Resolved: Hopper /scratch file system slow
August 6, 2014
Users have reported scripts hung when involving file copies from/to the /scratch file system, or jobs running in /scratch are slower than before since late last week.
If it is convenient, move your workflow to /scratch2 temporarily, avoid any reference to /scratch. It includes setting your input files directory, your batch job submission directory, your executable file location, and the $TMPDIR setting (which is set to $SCRATCH by default).

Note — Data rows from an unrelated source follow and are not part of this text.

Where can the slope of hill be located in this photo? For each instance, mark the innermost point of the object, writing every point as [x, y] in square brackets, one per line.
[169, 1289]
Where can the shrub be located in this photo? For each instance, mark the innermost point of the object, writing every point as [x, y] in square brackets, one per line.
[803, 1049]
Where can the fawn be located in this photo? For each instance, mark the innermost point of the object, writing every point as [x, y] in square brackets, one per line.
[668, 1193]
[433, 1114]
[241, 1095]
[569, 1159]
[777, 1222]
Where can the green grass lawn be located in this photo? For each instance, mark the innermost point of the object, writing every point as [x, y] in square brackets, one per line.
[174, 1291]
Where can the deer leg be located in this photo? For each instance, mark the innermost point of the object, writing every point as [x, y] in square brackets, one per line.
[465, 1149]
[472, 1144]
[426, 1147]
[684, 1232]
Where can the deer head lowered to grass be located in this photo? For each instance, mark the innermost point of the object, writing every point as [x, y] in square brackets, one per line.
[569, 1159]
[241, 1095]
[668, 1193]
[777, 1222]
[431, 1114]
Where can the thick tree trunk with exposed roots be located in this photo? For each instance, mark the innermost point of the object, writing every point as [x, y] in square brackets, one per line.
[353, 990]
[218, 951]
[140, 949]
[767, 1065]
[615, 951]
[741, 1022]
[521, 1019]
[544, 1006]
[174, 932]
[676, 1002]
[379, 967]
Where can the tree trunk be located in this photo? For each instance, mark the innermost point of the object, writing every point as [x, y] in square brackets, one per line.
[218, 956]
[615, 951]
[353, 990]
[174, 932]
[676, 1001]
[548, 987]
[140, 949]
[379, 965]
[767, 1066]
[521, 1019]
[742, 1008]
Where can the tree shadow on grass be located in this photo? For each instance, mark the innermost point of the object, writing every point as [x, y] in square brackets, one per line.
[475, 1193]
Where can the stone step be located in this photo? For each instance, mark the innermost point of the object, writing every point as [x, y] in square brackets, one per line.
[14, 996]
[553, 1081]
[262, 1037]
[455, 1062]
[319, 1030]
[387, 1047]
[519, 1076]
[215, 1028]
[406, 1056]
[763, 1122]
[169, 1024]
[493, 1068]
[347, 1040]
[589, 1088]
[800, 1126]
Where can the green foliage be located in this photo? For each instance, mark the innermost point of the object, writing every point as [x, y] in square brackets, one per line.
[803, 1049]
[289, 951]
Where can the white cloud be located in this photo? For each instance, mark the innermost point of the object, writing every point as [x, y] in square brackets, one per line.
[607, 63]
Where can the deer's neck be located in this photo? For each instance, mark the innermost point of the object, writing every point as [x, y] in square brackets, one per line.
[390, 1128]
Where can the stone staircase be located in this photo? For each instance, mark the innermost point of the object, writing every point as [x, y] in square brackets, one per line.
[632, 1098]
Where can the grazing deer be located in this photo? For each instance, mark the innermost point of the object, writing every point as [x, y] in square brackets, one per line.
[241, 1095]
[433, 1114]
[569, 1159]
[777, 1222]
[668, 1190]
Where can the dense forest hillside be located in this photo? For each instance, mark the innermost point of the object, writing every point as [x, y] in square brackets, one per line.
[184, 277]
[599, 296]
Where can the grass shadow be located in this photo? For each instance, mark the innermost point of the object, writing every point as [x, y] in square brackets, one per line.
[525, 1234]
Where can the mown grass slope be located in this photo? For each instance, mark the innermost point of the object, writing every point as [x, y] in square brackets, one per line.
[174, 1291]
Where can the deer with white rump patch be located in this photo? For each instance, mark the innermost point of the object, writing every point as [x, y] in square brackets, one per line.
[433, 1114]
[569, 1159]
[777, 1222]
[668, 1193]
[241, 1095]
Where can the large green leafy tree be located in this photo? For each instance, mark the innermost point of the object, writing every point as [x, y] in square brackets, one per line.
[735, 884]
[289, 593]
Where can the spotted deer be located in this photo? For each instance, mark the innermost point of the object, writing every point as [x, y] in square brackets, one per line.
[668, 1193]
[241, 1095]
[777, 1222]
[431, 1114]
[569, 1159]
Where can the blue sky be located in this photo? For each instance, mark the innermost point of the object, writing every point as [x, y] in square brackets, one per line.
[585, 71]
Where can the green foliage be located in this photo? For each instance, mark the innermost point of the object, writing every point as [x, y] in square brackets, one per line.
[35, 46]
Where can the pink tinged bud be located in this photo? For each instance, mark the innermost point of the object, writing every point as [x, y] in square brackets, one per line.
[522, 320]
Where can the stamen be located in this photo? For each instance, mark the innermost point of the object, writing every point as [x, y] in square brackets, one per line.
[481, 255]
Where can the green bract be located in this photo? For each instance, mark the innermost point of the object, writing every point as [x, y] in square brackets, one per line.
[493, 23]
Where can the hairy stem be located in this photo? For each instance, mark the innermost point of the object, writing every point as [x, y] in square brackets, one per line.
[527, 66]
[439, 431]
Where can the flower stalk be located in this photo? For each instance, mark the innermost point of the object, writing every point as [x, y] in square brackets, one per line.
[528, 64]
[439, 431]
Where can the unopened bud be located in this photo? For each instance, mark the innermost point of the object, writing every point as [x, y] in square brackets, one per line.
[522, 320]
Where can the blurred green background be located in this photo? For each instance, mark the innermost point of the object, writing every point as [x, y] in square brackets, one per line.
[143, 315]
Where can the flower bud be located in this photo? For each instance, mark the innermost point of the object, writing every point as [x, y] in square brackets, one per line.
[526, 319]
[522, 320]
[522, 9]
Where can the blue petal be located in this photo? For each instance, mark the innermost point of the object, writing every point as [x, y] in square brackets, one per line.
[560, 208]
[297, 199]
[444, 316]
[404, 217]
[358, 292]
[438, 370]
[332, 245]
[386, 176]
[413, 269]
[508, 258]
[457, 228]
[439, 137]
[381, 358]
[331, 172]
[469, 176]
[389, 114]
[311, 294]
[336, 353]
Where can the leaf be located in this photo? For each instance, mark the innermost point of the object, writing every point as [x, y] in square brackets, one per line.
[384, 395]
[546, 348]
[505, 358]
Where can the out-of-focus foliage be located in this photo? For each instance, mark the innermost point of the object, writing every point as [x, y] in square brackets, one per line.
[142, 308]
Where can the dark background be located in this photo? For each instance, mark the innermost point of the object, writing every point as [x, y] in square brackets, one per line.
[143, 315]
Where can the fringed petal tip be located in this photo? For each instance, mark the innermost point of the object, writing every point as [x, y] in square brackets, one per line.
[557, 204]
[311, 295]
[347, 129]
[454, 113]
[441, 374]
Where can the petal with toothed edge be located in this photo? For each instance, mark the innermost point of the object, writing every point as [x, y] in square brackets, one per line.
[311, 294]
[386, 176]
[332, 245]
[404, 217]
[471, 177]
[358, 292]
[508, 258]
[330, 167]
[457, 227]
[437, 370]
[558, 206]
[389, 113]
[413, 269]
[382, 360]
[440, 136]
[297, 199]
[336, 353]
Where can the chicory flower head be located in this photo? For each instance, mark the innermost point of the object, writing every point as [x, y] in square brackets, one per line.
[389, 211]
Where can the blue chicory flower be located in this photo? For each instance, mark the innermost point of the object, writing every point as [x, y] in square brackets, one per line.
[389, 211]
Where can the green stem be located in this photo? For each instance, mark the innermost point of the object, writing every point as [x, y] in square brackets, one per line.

This problem has been resolved. The issue was caused when the MSS (IO manangement) server had a failover (to the backup server) on July 22, it lost the default stripe count of 2 on /scratch file system, and the new files had a stripe count of 1. The stripe count has been set back to 2 on Aug 5. The file stripe count of 1 triggered a bug with "cp -p" in a loop calling sytem function ioctl(). The bug has been fixed in new Lustre versions 1.8.6 or later. Hopper is on the path to upgrade to Lustre 2.4 soon.
To check what stripe count a file or directory has:
% lfs getstripe my_file_or_dir
The hung problem may still appear with files or directories having stripe count of 1. It can be changed to 2 with the following steps:
% mv my_dir my_dir.orig
% cp -r my_dir.orig my_dir
The new my_dir will have stripe count of 2.